As such, the criteria (1) and (2) for technological sovereignty are extended as follows:
- A piece of technology must not “recognise its maker”; its manufacturer must have no greater operational control over it, after it is sold, than a “man on the street”
- Any cryptographic public key identity (such as a Root of Trust (RoT) for secure boot) embedded in hardware must be changeable by the hardware owner as they require — essentially ensuring that “you can change the locks”
Conclusions
A lack of technological sovereignty, amplified by a historical lack of understanding of the depth and extent of the problem among stakeholders, poses a critical national security threat to the United States, as without technological sovereignty there is no basis to ascertain that the defence technologies, equipment, and critical civilian infrastructures embody the interests of the United States, without conflicting loyalty to the interests of any vendor or any foreign power. The United States cannot be defended without confidence in the total and singular loyalty of the information technology, both hardware and software, which enables its military and civilian infrastructures to function. Ultimately, all procurement must be viewed through a lens of technological sovereignty and the hazards in the cyber domain of failing to ascertain whether equipment can be wholly and fully controlled by its purchaser. The risks posed by a lack of technological sovereignty have moved from the realm of the science fiction film (in which all instances of a technology are suddenly remotely disabled by its creator) to contemporary reality, as the lack of stakeholder awareness of the issue has led to a free-for-all in which interested parties seek to create “interested equipment”.
Software goes unnoticed by many because it is invisible to the human eye. It is impossible to tell whether your smart TV is spying on you simply by casting your eye over it and examining the casing.
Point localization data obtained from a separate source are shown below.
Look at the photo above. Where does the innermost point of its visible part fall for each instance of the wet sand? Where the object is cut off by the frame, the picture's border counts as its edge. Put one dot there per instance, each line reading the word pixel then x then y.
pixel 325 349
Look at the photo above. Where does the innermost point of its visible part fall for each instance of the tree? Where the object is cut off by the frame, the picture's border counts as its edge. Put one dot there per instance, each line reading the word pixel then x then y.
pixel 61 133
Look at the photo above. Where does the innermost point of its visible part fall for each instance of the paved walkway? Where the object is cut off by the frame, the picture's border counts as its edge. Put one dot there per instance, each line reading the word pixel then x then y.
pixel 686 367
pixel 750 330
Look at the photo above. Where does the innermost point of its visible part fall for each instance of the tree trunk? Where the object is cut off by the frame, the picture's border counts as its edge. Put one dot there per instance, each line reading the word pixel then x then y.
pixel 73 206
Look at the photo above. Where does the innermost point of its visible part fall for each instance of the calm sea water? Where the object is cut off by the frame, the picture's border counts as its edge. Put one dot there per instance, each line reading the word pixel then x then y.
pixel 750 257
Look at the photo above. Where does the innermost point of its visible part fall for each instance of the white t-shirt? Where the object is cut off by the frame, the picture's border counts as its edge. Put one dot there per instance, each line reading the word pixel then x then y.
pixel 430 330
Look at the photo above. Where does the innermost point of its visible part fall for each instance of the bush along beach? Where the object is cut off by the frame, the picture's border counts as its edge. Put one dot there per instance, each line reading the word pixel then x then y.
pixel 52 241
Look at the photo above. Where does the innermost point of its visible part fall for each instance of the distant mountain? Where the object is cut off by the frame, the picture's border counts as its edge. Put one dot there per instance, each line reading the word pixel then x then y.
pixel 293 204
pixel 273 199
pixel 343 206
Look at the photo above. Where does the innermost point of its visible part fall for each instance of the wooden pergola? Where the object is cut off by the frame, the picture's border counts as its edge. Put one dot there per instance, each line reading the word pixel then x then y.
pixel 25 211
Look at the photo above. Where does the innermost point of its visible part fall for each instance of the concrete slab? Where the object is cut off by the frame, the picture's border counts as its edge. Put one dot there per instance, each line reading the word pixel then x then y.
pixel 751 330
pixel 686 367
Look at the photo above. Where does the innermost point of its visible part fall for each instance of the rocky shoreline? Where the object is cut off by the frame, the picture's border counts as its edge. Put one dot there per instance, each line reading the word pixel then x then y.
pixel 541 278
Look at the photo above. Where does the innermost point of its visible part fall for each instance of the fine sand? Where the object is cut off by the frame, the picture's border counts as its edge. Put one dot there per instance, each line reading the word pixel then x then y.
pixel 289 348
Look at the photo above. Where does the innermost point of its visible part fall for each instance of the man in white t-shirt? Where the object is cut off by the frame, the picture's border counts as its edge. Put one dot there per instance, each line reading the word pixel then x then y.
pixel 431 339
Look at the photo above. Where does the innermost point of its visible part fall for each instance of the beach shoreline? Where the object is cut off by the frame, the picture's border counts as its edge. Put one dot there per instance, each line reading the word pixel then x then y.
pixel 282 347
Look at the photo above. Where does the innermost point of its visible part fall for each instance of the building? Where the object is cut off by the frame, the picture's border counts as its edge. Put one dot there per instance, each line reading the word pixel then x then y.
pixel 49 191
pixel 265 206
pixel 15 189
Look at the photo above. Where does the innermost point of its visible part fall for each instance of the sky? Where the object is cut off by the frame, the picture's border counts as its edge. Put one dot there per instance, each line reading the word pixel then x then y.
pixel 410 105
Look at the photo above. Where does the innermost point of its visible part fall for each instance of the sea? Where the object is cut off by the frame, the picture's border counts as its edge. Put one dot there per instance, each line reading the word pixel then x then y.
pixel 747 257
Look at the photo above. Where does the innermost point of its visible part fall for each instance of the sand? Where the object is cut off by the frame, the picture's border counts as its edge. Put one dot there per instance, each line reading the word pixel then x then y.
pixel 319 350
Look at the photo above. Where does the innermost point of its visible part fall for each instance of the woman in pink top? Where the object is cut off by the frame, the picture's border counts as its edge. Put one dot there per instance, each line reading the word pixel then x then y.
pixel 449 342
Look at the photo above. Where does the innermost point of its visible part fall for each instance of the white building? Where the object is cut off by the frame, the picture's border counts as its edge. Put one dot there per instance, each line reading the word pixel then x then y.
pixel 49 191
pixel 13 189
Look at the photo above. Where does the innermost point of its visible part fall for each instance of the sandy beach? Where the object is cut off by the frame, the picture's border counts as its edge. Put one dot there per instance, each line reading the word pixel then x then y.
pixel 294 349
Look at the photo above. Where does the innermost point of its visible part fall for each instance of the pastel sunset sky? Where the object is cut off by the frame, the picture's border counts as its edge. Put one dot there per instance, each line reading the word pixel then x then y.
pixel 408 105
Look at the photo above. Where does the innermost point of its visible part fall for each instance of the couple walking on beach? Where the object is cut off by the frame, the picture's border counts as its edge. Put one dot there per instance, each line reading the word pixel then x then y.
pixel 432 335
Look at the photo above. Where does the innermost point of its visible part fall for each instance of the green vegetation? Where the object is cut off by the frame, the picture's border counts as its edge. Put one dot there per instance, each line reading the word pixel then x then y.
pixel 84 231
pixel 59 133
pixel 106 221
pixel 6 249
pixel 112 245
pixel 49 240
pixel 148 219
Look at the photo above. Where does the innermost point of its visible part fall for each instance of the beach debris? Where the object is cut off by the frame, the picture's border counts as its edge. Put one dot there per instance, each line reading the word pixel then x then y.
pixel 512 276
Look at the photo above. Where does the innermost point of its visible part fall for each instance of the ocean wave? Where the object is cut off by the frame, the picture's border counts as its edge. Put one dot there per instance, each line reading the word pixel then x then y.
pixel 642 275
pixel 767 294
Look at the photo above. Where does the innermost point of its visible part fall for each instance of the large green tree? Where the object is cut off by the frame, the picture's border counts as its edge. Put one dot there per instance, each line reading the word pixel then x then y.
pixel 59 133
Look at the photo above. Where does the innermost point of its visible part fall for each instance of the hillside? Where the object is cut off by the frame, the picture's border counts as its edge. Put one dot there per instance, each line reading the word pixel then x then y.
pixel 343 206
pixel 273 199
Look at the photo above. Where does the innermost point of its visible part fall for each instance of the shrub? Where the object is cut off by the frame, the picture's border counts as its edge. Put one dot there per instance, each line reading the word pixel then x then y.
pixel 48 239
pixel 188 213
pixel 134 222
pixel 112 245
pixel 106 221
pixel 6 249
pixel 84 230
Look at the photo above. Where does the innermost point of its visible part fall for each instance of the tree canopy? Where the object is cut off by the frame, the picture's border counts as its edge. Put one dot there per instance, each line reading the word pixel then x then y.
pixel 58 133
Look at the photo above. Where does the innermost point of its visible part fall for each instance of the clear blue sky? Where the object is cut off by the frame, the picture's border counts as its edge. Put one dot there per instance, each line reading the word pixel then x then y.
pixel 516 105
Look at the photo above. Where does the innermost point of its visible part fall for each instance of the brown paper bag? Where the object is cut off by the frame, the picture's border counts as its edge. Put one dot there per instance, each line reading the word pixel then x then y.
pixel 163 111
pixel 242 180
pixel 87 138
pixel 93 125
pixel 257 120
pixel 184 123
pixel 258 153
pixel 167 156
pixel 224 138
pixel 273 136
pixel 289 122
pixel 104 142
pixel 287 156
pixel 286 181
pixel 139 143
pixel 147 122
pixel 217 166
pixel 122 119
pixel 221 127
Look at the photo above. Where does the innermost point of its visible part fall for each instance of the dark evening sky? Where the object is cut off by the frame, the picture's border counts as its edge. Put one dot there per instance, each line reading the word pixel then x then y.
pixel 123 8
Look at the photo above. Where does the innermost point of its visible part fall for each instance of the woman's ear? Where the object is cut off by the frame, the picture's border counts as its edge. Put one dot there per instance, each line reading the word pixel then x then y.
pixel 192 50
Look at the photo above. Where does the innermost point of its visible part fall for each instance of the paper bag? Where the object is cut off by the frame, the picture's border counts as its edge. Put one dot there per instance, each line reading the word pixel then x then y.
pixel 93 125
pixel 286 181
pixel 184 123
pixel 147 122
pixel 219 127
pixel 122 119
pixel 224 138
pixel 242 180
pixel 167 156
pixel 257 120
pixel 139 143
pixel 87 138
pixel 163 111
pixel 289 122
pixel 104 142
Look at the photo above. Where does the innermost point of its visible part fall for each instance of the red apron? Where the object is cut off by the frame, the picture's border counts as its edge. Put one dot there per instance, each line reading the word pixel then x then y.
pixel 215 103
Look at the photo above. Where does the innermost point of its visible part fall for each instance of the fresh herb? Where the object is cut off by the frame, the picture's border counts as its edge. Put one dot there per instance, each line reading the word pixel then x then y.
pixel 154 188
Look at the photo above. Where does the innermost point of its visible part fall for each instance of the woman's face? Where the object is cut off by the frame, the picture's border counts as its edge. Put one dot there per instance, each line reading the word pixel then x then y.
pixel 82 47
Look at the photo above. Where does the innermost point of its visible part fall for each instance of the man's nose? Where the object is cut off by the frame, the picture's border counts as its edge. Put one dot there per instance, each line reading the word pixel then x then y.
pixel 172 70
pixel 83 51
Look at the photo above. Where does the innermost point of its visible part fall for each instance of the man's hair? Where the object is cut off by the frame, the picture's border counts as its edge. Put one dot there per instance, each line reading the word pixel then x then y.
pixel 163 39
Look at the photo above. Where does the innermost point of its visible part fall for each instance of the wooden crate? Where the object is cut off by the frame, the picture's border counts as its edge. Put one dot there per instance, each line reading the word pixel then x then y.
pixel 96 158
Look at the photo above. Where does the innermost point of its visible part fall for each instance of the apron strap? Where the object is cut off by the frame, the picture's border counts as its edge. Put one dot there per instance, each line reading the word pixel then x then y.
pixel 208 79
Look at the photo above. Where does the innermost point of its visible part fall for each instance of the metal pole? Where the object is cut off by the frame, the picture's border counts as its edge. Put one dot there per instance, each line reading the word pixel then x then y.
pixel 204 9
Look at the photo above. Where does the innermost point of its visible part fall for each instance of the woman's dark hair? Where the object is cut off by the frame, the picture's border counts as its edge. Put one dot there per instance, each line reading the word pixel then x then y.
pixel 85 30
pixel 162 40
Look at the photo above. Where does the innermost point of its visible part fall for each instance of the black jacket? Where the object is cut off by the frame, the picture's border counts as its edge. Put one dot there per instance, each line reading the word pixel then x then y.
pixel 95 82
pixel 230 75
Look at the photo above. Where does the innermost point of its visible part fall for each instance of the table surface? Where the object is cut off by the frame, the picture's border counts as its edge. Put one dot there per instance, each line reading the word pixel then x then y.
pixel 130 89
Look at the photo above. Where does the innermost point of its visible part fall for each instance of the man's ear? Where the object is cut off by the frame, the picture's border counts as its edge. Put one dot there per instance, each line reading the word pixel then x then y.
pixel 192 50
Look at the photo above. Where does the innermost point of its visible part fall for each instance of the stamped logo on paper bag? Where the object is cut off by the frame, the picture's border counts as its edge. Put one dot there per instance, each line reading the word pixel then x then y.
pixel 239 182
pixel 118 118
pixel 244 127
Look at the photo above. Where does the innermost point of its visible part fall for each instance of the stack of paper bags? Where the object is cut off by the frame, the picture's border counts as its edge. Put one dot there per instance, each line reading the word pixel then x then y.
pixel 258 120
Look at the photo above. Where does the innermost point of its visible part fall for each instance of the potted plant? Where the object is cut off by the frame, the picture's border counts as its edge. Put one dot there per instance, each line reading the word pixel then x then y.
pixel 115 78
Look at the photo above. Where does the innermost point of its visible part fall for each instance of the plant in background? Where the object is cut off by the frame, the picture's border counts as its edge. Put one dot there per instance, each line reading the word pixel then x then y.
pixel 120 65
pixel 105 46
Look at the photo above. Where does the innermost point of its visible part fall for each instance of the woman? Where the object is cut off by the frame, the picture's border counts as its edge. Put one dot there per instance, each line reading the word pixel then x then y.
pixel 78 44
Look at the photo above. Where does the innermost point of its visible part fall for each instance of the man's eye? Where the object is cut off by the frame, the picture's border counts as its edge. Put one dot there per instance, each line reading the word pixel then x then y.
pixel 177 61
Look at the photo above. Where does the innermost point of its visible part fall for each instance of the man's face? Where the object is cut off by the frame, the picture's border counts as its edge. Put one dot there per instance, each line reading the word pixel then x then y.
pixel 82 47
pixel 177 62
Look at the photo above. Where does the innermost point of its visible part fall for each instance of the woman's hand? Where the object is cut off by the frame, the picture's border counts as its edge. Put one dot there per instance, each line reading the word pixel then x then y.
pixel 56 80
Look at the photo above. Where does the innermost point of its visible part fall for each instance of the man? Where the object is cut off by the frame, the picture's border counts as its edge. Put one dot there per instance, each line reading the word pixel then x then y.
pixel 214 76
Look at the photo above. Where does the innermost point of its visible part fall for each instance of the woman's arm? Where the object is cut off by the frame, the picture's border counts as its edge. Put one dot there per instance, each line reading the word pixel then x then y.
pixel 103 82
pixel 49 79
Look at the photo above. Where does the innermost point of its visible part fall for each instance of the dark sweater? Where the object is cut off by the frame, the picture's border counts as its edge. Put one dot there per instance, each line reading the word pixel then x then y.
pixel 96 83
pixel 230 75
It does not emit a telltale ‘bleep’ like a 1960s Hollywood caricature of a computer when it sends to its manufacturer a report of how long you spent watching 24 yesterday. When technology you own works against you, you are unlikely to know about it — until it is too late, and your Jeep mysteriously won’t start.
It is inevitable that, 100 years from now, the concept of technological sovereignty will be far more permeated across the minds of decision-makers and stakeholders. The first thought that will cross the mind of a lawmaker considering the purchase of a fighter jet or drone will not be “what can it do?” but “who controls it, and who can turn it off?”
The question is not whether this shift in thinking will occur, but whether it will be the product of lessons learned the hard way, or as a result of proactive foresight into the major risks involved and what is at stake.